Conclusion and Investment Recommendations
Performance Summary:
The Group delivered lower revenue, profit, and EPS in 1H 2025, pressured by weaker packaging results in China and competitive forces across its businesses. Margins contracted, and operating cash flow declined. Management responded with tighter capital returns (lower interim dividend) and a focus on balance sheet strength.
Outlook:
The outlook is neutral to slightly cautious. While the Group has a robust net cash position and is actively managing costs and innovation, business headwinds in both key segments persist—particularly in China’s packaging industry and the competitive consumer goods environment. Dividend cuts highlight management’s prudence in safeguarding liquidity amid uncertainty.
- If you are currently holding this stock: Consider maintaining your position if you value strong balance sheet companies with defensive characteristics and are comfortable with near-term earnings volatility. Monitor for stabilization or recovery in the packaging business and evidence of successful execution in product innovation and cost control. Be mindful that dividend returns are now more modest.

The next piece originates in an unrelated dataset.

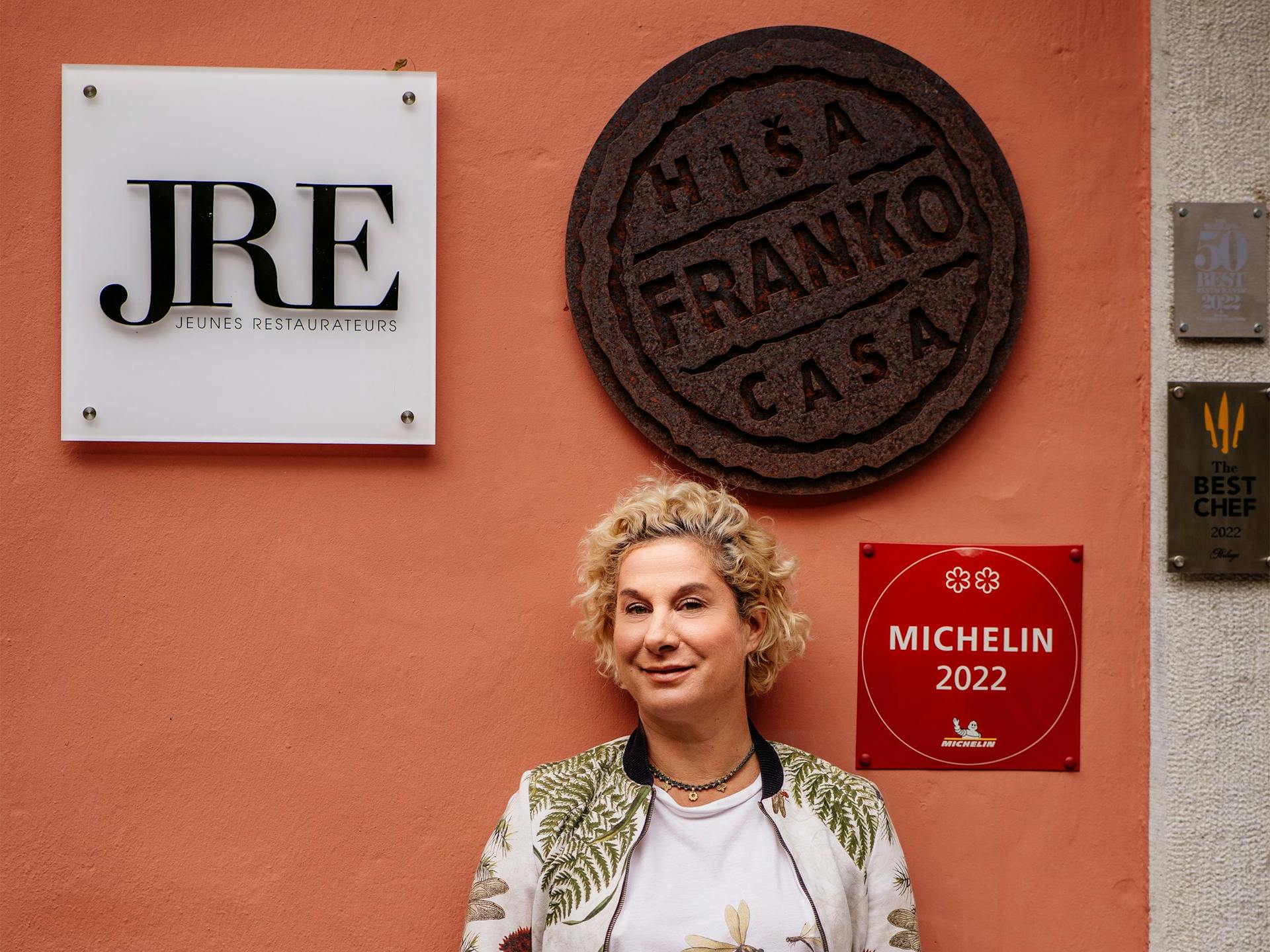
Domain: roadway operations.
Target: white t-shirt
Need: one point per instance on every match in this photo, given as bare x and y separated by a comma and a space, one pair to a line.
694, 863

- If you are not currently holding this stock: Exercise patience and closely watch for signs of improvement in core segment profitability and business conditions, especially in China. Entry may be considered if valuation becomes compelling or if management demonstrates clear progress in restoring growth and margins. Conservative investors may prefer to wait for more concrete signs of earnings recovery or improved dividend outlook.
Disclaimer: This analysis is based strictly on information contained in PSC Corporation Ltd.’s published interim financial statements for 1H 2025. It does not constitute financial advice or a solicitation to buy or sell any security. Investors should consider their own financial circumstances and consult with a professional adviser before making investment decisions.